L’immigration. A quel prix ?

Des milliards aux dizaines de milliards

C’est « les yeux grands fermés » (Michèle Tribalat) que les médias observent l’immigration. Il s’est même trouvé un universitaire lillois pour affirmer que l’immigration rapportait plus qu’elle ne coûtait : sans doute, pour M. Chojnicki, le moyen le plus facile de se faire connaître, à défaut d’être bien… sérieux. Toutes les autres études concluent au contraire à un surcoût budgétaire dû à l’immigration : de 17 milliards dans la dernière étude Jean-Paul Gourévitch (2012) ; de 42 milliards chez Pierre Milloz (1997) dont l’étude ancienne continue de faire référence par sa rigueur méthodologique, de 73 milliards chez Yves-Marie Laulan (2012). Jean-Yves Le Gallou a, lui, évalué à 18 milliards le seul coût d’entrée et d’accueil des 200.000 immigrés supplémentaires annuels (coût en infrastructure notamment).

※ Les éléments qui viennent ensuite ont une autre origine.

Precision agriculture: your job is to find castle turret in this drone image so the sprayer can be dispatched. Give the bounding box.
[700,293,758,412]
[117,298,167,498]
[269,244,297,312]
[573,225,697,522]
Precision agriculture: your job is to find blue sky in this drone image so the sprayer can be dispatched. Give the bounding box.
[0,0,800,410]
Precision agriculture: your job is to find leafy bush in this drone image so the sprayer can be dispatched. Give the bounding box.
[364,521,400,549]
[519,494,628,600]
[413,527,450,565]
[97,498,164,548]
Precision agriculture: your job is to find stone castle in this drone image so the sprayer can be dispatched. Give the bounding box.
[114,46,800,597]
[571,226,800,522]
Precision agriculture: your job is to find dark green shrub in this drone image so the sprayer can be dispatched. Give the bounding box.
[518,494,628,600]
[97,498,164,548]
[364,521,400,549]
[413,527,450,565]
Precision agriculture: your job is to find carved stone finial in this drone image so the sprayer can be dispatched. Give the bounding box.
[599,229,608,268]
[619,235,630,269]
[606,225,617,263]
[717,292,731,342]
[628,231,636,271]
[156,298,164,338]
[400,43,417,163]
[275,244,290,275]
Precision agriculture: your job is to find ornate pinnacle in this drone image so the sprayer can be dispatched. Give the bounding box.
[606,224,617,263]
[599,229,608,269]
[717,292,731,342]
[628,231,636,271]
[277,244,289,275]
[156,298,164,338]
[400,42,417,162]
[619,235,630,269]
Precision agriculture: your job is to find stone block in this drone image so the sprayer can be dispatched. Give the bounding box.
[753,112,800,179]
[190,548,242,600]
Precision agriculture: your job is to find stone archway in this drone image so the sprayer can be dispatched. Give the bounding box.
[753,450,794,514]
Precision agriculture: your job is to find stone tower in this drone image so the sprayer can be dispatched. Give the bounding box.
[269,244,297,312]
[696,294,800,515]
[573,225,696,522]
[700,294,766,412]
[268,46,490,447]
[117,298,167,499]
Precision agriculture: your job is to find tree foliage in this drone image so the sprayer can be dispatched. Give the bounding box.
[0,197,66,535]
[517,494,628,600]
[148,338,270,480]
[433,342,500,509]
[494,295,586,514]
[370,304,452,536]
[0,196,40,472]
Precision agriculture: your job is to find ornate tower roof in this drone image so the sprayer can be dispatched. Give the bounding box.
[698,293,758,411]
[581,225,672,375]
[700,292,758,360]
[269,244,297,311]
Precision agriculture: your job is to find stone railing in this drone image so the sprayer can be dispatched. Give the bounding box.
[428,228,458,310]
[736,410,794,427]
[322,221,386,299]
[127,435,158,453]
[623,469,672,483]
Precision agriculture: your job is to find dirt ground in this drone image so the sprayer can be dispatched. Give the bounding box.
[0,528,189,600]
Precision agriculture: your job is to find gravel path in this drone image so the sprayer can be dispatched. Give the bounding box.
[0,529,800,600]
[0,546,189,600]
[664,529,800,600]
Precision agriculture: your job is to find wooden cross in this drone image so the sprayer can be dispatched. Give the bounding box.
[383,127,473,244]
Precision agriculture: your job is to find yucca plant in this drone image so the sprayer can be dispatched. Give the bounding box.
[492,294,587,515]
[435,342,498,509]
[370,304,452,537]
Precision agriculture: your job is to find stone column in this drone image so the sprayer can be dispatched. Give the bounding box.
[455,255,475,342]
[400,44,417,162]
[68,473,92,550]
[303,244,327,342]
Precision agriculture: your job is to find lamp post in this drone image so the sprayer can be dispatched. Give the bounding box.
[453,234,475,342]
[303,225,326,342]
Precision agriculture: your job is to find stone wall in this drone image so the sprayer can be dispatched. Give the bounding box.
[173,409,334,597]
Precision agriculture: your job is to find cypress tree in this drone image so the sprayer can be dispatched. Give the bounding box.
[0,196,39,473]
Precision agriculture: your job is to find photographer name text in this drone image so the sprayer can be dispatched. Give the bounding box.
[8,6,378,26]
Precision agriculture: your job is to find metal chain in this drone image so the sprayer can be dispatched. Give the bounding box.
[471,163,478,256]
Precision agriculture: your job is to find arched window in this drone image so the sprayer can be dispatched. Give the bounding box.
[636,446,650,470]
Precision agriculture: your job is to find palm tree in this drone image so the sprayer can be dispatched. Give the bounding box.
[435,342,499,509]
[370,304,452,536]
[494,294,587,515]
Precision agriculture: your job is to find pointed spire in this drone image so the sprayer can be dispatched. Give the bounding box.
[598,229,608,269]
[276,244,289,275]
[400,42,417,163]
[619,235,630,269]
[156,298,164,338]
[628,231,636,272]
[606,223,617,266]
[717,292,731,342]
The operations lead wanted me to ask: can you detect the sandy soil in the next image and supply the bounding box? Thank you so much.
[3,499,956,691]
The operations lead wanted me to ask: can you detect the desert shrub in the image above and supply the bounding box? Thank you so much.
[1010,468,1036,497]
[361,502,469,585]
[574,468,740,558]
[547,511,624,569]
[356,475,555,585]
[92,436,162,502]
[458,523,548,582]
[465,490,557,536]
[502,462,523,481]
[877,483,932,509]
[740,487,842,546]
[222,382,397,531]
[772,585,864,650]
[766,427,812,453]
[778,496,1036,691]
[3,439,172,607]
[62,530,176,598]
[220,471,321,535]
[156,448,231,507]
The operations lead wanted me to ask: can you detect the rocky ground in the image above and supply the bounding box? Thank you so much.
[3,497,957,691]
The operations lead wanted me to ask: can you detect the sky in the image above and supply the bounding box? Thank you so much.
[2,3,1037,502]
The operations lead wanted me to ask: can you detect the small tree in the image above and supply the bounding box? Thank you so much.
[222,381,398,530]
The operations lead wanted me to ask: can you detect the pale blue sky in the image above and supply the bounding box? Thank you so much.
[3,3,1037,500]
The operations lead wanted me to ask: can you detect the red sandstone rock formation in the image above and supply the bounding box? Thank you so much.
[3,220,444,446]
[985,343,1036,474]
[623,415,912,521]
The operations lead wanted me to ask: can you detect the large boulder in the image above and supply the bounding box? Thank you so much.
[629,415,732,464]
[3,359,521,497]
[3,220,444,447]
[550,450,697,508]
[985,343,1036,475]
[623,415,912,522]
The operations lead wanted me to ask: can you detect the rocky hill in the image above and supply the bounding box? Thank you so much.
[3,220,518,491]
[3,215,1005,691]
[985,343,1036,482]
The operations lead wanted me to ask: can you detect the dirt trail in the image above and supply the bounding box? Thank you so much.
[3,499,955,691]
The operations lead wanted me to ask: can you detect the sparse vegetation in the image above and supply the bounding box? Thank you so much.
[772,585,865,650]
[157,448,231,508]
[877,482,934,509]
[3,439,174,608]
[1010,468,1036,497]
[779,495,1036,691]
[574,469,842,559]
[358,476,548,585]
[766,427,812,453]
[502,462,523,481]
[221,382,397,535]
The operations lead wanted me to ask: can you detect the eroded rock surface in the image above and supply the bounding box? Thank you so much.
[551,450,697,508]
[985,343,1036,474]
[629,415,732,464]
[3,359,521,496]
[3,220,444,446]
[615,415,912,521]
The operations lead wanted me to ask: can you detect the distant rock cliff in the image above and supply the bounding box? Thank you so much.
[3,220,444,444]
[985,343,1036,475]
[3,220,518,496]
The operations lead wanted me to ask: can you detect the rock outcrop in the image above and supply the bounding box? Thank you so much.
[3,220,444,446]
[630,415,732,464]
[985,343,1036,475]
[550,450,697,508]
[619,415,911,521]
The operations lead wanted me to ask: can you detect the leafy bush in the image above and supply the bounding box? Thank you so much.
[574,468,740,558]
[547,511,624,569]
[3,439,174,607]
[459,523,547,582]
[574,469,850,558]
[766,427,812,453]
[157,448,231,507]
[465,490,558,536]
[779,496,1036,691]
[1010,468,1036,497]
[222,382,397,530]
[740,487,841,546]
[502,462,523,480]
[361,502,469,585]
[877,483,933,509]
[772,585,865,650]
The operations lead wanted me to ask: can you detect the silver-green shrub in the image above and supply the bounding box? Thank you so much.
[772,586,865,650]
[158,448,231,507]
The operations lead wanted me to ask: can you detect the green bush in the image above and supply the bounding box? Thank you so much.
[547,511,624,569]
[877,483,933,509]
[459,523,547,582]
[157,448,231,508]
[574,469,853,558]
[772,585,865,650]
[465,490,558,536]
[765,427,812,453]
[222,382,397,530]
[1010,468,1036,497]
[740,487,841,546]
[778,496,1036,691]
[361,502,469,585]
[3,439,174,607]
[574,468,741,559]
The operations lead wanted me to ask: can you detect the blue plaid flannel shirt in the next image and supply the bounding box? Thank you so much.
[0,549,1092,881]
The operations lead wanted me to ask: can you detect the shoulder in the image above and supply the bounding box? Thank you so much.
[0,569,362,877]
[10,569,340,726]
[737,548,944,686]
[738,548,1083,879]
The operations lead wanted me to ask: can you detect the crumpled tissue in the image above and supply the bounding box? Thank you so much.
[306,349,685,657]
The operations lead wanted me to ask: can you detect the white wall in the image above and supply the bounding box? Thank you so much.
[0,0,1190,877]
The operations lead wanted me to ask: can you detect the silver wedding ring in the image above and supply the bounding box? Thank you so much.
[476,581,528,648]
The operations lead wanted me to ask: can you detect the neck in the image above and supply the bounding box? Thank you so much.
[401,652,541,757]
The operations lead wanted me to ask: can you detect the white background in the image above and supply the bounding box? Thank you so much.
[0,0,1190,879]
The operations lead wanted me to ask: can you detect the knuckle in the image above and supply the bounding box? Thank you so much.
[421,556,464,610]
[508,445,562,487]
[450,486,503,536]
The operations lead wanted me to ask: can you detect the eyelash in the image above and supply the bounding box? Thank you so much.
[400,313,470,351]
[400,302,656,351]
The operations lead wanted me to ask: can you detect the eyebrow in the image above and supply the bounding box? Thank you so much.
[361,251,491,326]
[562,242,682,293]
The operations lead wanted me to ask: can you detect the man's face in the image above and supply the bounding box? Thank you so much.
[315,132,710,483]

Omerta statistique et différences de périmètre d’étude

Ces écarts de chiffres peuvent légitimement surprendre mais ils s’expliquent de trois façons :

– d’abord, par l’omerta statistique qui rend l’accès aux données difficile et qui implique de poser des hypothèses ;
– ensuite, par les définitions retenues pour les populations étudiées ;
– enfin, par le périmètre des dépenses et des recettes analysé.

On trouvera ci-dessous un panel des différentes études menées depuis 20 ans sur le sujet ainsi qu’un historique des différentes études:


 2013 – Gérard Pince : – 71 milliards

G. PinceGérard Pince est docteur en économie et spécialiste de l’économie du développement ; A partir des chiffres de l’INSEE, il a publié en 2013 un petit livre intitulé Les Français ruinés par l’immigration. Dans cet ouvrage assez aride Gérard Pince a résumé ses analyses de la comptabilité nationale destinées à évaluer l’impact des populations immigrées sur notre économie.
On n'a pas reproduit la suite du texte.